Effect of Chromosomal Localization of NGS-Based Markers on Their Applicability for Analyzing Genetic Variation and Population Structure of Hexaploid Triticale

Abstract

This study aimed to determine whether using DNA-based markers assigned to individual chromosomes would detect the genetic structures of 446 winter triticale forms originating from two breeding companies more effectively than using the entire pool of markers. After filtering for quality control parameters, 6380 codominant single nucleotide polymorphisms (SNPs) markers and 17,490 dominant diversity array technology (silicoDArT) markers were considered for analysis.
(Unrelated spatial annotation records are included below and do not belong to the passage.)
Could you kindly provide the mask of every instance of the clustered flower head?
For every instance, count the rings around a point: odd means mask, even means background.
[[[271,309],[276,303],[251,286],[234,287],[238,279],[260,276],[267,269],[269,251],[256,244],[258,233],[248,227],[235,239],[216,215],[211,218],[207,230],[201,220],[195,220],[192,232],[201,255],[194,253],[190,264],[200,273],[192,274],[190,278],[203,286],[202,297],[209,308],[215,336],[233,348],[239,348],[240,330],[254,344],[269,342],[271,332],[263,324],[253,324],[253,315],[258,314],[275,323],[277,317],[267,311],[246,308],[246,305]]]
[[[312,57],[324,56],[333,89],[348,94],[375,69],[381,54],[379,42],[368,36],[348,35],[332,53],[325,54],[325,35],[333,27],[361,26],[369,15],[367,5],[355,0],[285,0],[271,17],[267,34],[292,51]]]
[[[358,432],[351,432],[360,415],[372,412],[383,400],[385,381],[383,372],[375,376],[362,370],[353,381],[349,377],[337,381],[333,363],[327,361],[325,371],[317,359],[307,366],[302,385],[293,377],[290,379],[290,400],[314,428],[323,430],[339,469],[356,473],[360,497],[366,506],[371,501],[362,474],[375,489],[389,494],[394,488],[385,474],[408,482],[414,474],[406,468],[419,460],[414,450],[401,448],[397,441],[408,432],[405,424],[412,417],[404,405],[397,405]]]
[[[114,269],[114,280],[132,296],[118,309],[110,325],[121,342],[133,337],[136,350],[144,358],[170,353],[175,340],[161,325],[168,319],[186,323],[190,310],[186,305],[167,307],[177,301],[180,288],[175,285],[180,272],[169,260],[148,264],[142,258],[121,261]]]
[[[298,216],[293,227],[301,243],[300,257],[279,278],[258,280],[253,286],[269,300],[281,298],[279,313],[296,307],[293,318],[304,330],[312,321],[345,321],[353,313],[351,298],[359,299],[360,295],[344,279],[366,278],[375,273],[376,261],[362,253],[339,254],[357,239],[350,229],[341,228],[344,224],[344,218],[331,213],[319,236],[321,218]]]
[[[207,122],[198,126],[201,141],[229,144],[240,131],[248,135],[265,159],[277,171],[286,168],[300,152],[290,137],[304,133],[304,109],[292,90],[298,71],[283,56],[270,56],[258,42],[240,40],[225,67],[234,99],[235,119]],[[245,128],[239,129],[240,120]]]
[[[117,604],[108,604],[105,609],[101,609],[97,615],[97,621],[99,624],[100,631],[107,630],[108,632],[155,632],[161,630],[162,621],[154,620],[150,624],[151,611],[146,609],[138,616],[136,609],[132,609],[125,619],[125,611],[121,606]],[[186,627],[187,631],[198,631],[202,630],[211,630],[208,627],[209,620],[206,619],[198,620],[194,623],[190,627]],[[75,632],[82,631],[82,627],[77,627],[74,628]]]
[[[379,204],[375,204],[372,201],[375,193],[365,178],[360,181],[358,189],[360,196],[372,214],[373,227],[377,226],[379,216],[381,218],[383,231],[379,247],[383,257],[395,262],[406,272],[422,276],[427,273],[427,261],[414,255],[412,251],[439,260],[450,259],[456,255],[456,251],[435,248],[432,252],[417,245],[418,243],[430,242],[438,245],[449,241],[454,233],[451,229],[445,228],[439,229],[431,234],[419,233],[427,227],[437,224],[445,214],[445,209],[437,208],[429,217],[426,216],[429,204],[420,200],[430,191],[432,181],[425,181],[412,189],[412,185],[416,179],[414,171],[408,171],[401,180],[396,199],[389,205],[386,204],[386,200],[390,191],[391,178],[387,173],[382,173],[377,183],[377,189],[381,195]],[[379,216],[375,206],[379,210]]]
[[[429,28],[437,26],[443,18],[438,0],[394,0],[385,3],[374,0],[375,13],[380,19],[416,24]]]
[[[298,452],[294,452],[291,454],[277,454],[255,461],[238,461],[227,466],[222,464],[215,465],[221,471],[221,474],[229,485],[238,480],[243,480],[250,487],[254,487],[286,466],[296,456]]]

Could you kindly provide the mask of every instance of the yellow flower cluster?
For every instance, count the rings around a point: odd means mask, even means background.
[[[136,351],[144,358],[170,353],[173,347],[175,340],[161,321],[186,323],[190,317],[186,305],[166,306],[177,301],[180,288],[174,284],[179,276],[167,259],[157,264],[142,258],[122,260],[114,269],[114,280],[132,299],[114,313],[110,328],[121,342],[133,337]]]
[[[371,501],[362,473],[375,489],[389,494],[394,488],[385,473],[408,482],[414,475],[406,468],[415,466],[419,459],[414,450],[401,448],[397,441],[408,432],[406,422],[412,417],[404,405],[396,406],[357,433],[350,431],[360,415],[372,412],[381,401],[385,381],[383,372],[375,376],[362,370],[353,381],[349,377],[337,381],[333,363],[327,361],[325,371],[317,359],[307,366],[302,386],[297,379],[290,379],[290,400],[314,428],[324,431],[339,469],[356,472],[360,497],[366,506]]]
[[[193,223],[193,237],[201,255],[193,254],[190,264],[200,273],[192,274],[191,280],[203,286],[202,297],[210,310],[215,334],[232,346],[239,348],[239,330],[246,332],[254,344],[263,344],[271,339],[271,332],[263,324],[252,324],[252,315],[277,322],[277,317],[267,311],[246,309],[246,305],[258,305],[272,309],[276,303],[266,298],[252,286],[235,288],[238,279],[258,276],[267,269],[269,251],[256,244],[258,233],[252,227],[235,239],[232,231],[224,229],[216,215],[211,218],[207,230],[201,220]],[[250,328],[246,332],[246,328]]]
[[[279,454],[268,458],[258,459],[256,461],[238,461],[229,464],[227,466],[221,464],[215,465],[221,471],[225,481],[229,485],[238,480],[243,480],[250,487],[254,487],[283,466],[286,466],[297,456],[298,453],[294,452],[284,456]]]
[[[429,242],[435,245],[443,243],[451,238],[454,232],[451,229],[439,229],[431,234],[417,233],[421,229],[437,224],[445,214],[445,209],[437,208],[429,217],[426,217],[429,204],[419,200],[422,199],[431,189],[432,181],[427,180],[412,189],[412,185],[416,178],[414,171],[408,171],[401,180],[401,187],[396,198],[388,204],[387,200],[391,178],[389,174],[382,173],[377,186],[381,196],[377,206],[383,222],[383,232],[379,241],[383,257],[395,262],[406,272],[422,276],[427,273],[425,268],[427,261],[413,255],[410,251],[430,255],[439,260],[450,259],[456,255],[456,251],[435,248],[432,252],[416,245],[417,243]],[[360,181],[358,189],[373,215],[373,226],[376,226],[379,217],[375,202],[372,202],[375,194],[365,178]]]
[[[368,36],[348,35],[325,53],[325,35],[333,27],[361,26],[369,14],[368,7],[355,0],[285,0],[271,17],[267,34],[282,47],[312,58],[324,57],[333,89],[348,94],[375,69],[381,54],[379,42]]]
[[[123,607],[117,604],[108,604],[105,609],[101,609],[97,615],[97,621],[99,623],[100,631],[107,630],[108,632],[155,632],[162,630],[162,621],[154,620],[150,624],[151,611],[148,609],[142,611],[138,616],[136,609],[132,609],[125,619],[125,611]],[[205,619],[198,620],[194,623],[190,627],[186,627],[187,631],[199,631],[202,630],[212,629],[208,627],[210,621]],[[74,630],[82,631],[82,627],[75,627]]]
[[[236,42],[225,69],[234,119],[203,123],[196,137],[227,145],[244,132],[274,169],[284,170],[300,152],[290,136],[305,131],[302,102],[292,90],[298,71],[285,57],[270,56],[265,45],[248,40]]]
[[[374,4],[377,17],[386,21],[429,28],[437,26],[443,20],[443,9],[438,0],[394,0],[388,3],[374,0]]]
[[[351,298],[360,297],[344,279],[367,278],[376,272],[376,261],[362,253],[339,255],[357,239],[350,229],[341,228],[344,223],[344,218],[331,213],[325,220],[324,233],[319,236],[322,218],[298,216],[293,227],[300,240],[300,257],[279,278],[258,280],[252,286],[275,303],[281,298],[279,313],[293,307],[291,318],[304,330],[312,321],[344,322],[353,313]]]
The mean polymorphic information content (PIC) values varied depending on the chromosomes and ranged from 0.30 (2R) to 0.43 (7A) for the SNPs and from 0.28 (2A) to 0.35 (6R) for the silicoDArTs. The highest correlation of genetic distance (GD) matrices based on SNP markers was observed among the 5B–5R (0.642), 5B–7B (0.626), and 5A–5R (0.605) chromosomes. When silicoDArTs were used for the analysis, the strongest correlations were found between 5B–5R (0.732) and 2B–5B (0.718). A Bayesian analysis showed that SNPs (total marker pool) allowed for the identification of a more complex structure (K = 4, ΔK = 2460.2) than the analysis based on silicoDArTs (K = 2, ΔK = 128). Triticale lines formed into groups, ranging from two (most of the chromosomes) to four (7A) groups depending on the analyzed chromosome when SNP markers were used for analysis. Linkage disequilibrium (LD) varied among individual chromosomes, ranging from 0.031 for 1A to 0.228 for 7R.